Si ha habido un tema estrella esta semana en nuestro país, tanto en la opinión pública como en la publicada, también por supuesto en redes sociales, ha sido el famoso master de la todavía presidenta de la Comunidad de Madrid, Cristina Cifuentes.

El asunto tenía todos los alicientes para convertirse en el culebrón mediático que está siendo: una presidenta adalid de la lucha contra la corrupción pillada, por lo que parece a todas luces, en una falsificación de un título. Y de paso el destape de todo un entramado -que no digo yo «trama» como calificó el asunto el señor Rivera en Onda Cero- de amiguísimos, chantajes y etcétera en la Universidad Rey Juan Carlos (URJC). De hecho, el líder de Ciudadanos extendió aún más la sombra de duda hablando de esclarecer si existen «otros casos como éste» en el resto de universidades públicas.

Y es ahí donde creo que radica la importancia de todo lo que está pasando en este asunto: el desprestigio generalizado de nuestro sistema universitario. Porque al final los políticos, por un motivo u otro, tienen fecha de caducidad. Pero la universidad no sólo está y estará, sino que es la base que sustenta el desarrollo de cualquier sociedad civilizada, democrática y con perspectivas de futuro. Nada más y nada menos que la formación de nuestros hijos.

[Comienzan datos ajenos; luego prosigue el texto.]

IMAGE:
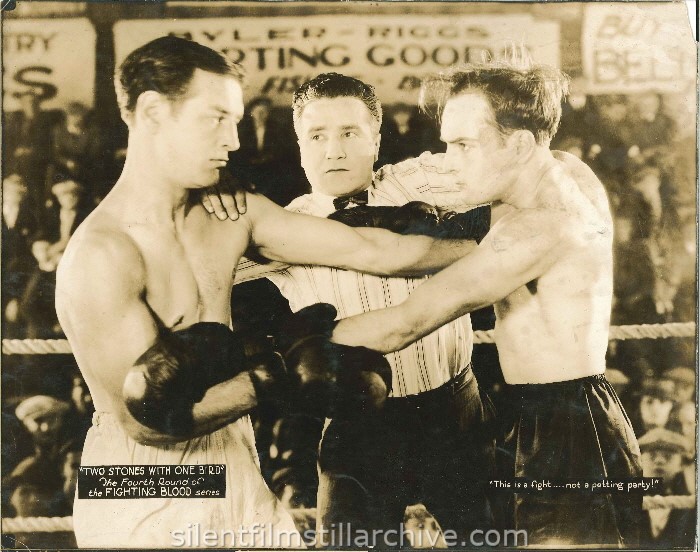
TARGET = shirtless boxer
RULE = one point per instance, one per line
(546, 264)
(429, 444)
(143, 295)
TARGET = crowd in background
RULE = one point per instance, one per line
(57, 165)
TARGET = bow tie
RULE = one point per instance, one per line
(360, 198)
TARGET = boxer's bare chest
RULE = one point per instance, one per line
(189, 272)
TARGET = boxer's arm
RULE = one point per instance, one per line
(101, 307)
(299, 239)
(518, 250)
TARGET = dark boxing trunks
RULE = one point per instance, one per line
(572, 430)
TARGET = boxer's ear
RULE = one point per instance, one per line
(151, 107)
(377, 142)
(524, 144)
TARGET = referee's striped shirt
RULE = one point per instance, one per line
(430, 361)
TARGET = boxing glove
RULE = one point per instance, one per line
(471, 225)
(174, 374)
(414, 217)
(327, 377)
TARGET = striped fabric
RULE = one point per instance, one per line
(429, 362)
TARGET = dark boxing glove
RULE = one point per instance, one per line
(178, 369)
(472, 225)
(326, 377)
(421, 218)
(415, 217)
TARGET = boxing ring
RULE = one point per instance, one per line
(617, 333)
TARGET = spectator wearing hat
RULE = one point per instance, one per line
(662, 456)
(653, 408)
(19, 224)
(267, 156)
(79, 150)
(683, 379)
(620, 383)
(57, 226)
(26, 143)
(405, 134)
(44, 417)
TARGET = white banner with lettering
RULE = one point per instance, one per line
(630, 48)
(52, 58)
(390, 52)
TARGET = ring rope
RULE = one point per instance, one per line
(56, 524)
(636, 331)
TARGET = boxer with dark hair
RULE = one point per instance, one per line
(546, 265)
(429, 442)
(143, 295)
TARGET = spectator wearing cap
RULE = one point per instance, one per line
(406, 134)
(19, 224)
(79, 150)
(653, 408)
(683, 379)
(44, 417)
(268, 157)
(57, 226)
(619, 381)
(26, 143)
(610, 141)
(662, 456)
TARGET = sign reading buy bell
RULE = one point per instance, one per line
(390, 52)
(638, 47)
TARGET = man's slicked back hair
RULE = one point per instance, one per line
(335, 85)
(167, 65)
(522, 96)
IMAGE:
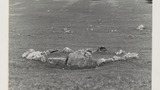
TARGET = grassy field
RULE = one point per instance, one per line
(39, 24)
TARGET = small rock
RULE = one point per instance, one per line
(141, 27)
(25, 54)
(48, 52)
(117, 58)
(57, 61)
(81, 58)
(131, 56)
(67, 50)
(37, 55)
(131, 36)
(102, 49)
(110, 59)
(91, 29)
(120, 52)
(101, 60)
(52, 27)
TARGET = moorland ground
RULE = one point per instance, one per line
(38, 24)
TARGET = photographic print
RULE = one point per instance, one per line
(80, 44)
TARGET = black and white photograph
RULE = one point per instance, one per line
(80, 45)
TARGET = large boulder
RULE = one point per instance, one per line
(81, 58)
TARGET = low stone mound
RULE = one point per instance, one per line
(81, 58)
(67, 50)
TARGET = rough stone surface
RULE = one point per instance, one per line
(67, 50)
(131, 56)
(102, 49)
(141, 27)
(25, 54)
(120, 52)
(116, 58)
(37, 55)
(81, 58)
(57, 61)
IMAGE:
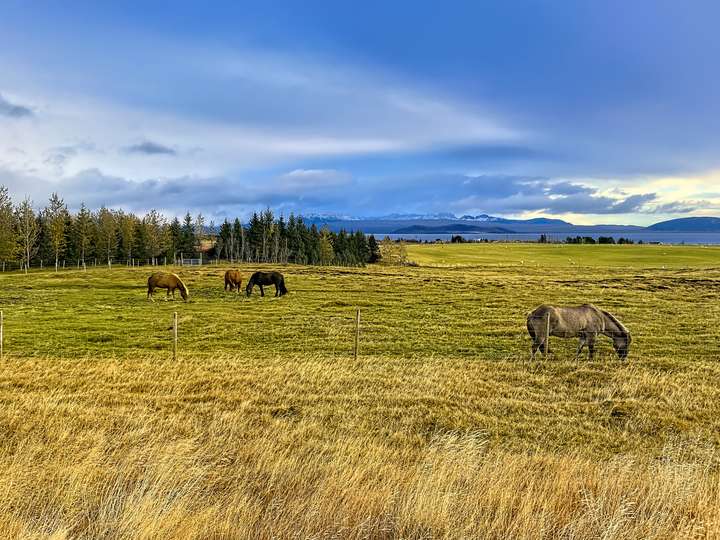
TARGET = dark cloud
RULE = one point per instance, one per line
(12, 110)
(150, 148)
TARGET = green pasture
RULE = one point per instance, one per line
(461, 301)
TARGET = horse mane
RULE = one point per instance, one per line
(621, 326)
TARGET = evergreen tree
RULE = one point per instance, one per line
(326, 251)
(27, 231)
(239, 247)
(199, 231)
(187, 237)
(373, 250)
(174, 239)
(154, 225)
(223, 241)
(82, 234)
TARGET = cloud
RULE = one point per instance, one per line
(150, 148)
(334, 191)
(314, 178)
(12, 110)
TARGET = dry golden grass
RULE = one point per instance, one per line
(297, 447)
(267, 427)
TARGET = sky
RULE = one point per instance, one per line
(594, 112)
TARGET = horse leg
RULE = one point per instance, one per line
(591, 346)
(581, 345)
(534, 348)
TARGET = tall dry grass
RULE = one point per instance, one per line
(299, 448)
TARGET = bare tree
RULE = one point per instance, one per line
(107, 232)
(199, 233)
(28, 231)
(83, 231)
(8, 234)
(56, 218)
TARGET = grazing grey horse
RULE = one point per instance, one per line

Y no estoy hablando de mirar hacia otro lado, no. Sino todo lo contrario. Que se investigue, que se denuncie, que se esclarezca. Que salga a la luz cualquier situación, voy a llamarla «anómala», que pueda estar sucediendo en las universidades públicas españolas. Prefiero quedarme con la parte más positiva del «mastergate» de Cifuentes: la posibilidad de borrar cualquier rastro de dudas sobre el sistema universitario para que recupere el prestigio que no se sí algún día tuvo.

Se lo merecen tantos y tantos profesores que estos días se avergüenzan de serlo. Los alumnos que diariamente se esfuerzan en las aulas. Nos lo merecemos todos.